The class will meet Mondays, 4-6, in Room A through May 19th.
CREDITS: The course can be taken for either 2 or 3 credits at your option. Initially, all students are registered for the 2 credit option. If you’d like to take the course for 3 credits, you must let me know no later than April 11, 2008. Once the registrar changes your registration, you will be unable to later opt back in to the 2 credit option.
GRADING: Grading will differ depending on the number of credits you choose:
· 2 credit option: There will be a 3-hour open book exam on 5/28.
· 3 credit option: You will be required to present a business plan to a panel of me and a group of 2-3 others (which may include classmates).

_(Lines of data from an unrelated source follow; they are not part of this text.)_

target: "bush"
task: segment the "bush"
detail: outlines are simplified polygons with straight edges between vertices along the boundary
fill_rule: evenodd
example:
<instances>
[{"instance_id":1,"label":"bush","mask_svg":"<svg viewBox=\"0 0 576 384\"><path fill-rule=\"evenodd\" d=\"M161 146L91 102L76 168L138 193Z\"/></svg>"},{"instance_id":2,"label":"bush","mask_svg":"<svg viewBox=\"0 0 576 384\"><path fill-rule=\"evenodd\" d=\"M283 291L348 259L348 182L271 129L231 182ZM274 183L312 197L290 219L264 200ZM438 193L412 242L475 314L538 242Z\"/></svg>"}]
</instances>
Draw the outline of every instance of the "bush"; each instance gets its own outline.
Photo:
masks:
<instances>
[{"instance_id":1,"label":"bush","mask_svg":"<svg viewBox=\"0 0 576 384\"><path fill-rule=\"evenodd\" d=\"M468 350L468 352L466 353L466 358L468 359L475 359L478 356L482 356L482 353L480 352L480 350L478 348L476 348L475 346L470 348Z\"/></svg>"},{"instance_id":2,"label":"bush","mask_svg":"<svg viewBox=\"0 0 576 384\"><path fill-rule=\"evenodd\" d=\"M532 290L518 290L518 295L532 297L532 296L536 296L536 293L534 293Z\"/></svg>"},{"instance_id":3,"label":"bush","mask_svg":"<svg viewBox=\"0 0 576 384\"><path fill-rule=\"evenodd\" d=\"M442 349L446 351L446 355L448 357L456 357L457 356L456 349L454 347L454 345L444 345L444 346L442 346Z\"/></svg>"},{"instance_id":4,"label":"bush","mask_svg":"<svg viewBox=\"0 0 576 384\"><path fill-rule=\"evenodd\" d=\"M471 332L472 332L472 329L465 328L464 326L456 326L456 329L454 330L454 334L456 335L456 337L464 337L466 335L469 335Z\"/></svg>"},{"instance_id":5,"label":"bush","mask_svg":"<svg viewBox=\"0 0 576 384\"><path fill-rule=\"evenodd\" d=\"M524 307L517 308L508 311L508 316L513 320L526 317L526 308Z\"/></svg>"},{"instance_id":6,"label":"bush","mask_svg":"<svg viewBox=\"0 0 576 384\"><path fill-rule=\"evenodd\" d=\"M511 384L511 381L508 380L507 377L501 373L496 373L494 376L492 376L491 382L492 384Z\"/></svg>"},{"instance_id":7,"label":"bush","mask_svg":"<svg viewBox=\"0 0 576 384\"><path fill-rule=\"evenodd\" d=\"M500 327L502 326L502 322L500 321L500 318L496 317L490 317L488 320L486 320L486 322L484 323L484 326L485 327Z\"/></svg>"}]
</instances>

The presentation, including Q&A, should be approximately 60 minutes. In addition to the oral presentation (with accompanying slides), you’ll need to turn in a written mini-plan (executive summary, lead generation, sales, and marketing) (no more than 5 pages), a capitalization table (current and after at least two more future rounds of financing, all the way through an IPO), a long term financing plan with corresponding milestones for each round of investment, and written follow-up for any unanswered questions during the presentation. The business can be entirely made up and infeasible (e.g. a franchised dry cleaner that uses robots to wash, fold, and iron), but the market analysis must be real and the other documents must be internally consistent. You can do the 3 credit option in groups of 2, but you are not required to work in a team. Both members of the team will receive the same grade, and teams will be expected to be a bit more thorough than individuals.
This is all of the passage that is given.